This topic describes how to synchronize data from MySQL to StarRocks in E-MapReduce using the Ververica Platform (VVP) of Alibaba Cloud Realtime Compute for Flink.
Prerequisites
You have activated fully managed Flink for Alibaba Cloud Realtime Compute. For more information, see Activate fully managed Flink.
You have created a StarRocks cluster. For more information, see Create a StarRocks cluster.
NoteSet the number of core instances to 3.
You have created an ApsaraDB RDS for MySQL instance. For more information, see Create an ApsaraDB RDS for MySQL instance.
NoteThis topic uses MySQL 5.7 as an example.
Limits
The ApsaraDB RDS for MySQL instance must be version 5.7 or later.

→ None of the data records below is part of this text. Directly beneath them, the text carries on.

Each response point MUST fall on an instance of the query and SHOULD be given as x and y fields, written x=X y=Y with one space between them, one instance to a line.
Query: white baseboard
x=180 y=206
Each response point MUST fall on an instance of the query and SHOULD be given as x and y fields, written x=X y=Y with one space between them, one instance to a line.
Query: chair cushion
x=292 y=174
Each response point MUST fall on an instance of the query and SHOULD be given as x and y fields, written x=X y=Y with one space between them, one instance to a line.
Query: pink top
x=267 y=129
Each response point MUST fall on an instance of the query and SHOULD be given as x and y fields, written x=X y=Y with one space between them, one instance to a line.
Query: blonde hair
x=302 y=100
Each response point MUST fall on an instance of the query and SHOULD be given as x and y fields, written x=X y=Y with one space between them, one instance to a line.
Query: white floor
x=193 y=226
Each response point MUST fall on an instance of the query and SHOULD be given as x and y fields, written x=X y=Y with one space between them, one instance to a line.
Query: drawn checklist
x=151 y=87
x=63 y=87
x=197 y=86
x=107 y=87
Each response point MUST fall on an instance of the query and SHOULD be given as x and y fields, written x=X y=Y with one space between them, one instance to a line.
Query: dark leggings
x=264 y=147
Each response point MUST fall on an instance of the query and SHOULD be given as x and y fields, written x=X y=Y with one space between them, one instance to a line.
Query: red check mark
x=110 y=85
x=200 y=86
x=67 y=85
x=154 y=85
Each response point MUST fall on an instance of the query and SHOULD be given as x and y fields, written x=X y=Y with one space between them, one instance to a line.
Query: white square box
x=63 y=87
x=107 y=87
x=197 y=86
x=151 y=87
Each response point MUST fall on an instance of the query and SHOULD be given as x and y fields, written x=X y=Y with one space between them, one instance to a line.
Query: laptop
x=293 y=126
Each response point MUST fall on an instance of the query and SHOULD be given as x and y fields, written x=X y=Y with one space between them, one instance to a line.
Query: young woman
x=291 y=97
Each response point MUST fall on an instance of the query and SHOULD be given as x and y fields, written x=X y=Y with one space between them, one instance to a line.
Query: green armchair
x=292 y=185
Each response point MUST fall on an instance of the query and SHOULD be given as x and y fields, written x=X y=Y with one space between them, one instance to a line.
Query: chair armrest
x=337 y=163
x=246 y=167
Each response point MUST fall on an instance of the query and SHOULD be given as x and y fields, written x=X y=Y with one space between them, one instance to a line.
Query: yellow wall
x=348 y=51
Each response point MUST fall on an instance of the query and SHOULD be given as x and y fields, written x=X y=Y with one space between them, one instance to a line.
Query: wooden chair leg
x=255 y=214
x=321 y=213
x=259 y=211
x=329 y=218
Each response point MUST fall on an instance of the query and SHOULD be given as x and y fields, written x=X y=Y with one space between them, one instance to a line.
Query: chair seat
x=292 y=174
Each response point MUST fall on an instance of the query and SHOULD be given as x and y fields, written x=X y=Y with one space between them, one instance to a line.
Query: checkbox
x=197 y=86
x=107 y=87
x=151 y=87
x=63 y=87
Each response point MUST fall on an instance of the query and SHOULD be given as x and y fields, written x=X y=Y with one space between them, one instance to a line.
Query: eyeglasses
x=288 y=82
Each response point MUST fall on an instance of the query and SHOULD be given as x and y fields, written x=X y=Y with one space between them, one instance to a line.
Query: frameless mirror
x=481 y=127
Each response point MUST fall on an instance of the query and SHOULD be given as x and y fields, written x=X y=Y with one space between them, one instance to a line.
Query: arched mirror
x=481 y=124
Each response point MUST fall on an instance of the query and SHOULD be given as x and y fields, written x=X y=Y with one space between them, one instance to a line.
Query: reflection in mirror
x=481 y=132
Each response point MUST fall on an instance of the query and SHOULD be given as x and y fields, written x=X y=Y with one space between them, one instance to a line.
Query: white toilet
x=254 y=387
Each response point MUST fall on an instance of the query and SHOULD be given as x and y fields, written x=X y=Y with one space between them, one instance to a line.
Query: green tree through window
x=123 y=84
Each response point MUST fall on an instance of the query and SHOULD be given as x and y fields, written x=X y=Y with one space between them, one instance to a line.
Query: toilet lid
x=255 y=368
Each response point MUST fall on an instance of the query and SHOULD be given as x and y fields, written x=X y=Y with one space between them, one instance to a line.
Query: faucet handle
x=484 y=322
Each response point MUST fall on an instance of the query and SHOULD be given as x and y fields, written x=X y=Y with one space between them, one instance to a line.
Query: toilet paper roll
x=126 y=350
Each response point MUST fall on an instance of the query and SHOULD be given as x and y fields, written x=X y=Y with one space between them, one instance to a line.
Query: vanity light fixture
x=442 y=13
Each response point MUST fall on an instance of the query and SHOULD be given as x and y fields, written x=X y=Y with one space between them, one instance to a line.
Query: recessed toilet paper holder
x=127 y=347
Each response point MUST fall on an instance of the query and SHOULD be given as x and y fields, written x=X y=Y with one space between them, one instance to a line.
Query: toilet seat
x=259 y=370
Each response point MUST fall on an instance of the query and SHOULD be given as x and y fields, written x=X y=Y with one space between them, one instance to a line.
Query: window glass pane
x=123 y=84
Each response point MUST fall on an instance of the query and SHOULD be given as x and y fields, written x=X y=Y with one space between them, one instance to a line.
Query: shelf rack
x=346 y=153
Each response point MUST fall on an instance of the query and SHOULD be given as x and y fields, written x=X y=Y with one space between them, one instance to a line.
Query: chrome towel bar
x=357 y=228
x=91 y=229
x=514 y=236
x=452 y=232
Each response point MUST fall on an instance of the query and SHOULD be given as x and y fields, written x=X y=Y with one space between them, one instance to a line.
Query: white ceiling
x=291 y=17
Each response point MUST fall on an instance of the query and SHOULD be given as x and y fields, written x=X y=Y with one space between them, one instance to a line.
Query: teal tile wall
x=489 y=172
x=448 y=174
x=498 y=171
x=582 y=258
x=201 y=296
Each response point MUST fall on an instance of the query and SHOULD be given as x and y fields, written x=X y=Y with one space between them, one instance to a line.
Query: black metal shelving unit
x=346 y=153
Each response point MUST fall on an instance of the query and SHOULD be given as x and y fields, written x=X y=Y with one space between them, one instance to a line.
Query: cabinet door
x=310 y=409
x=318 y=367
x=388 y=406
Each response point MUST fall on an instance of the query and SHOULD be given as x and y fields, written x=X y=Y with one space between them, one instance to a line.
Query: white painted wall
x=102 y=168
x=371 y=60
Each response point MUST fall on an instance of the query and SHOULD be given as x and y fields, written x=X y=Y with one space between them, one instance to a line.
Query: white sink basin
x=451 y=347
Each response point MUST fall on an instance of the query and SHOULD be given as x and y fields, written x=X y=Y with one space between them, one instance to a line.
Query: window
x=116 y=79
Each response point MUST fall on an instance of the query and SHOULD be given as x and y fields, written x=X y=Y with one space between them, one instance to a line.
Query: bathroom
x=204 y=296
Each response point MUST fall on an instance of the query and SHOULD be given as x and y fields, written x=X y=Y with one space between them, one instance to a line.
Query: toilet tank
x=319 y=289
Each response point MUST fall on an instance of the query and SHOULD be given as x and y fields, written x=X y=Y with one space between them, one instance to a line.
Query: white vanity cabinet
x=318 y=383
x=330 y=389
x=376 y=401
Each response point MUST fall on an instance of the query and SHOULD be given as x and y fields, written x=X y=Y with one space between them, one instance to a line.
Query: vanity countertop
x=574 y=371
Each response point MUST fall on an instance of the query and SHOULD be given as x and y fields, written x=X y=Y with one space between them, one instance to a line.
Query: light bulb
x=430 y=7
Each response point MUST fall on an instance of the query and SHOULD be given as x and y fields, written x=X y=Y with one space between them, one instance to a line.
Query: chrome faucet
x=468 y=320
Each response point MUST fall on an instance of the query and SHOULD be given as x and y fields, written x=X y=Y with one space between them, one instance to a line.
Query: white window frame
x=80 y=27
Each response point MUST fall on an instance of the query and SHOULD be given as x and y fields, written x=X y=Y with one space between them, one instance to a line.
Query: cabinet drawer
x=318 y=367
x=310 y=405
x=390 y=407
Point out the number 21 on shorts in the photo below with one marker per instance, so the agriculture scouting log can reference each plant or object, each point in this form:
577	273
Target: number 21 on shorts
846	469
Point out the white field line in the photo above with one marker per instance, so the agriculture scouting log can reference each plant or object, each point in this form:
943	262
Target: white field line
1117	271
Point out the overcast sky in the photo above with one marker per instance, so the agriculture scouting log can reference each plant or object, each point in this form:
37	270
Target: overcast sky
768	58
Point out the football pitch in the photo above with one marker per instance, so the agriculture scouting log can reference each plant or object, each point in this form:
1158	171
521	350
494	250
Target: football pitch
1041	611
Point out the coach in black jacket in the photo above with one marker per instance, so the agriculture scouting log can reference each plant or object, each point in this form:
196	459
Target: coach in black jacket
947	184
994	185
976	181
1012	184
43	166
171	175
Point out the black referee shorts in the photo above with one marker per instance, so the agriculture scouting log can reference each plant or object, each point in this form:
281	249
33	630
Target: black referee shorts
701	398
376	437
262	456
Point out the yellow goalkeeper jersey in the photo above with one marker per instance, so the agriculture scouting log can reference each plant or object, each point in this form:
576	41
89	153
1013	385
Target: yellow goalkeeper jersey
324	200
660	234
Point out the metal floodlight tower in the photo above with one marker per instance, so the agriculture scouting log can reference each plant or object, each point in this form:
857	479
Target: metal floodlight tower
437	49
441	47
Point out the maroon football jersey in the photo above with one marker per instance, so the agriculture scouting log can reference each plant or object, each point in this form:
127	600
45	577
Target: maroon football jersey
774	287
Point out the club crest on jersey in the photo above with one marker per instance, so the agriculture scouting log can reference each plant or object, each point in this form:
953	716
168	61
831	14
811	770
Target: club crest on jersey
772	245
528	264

The VVP workspace, StarRocks cluster, and ApsaraDB RDS for MySQL instance must be in the same VPC and zone.
The StarRocks cluster must be EMR-3.42.0 or later.
The Flink engine must be vvr-4.0.11-flink-1.13 or later.
Notes
If you modify an ApsaraDB RDS table using the ALTER TABLE statement, you must manually synchronize the schema changes to StarRocks. If you create a new table in ApsaraDB RDS, you must run the data synchronization job again.
Procedure
Step 1: Prepare test data
Create a test database and account. For more information, see Create a database and an account.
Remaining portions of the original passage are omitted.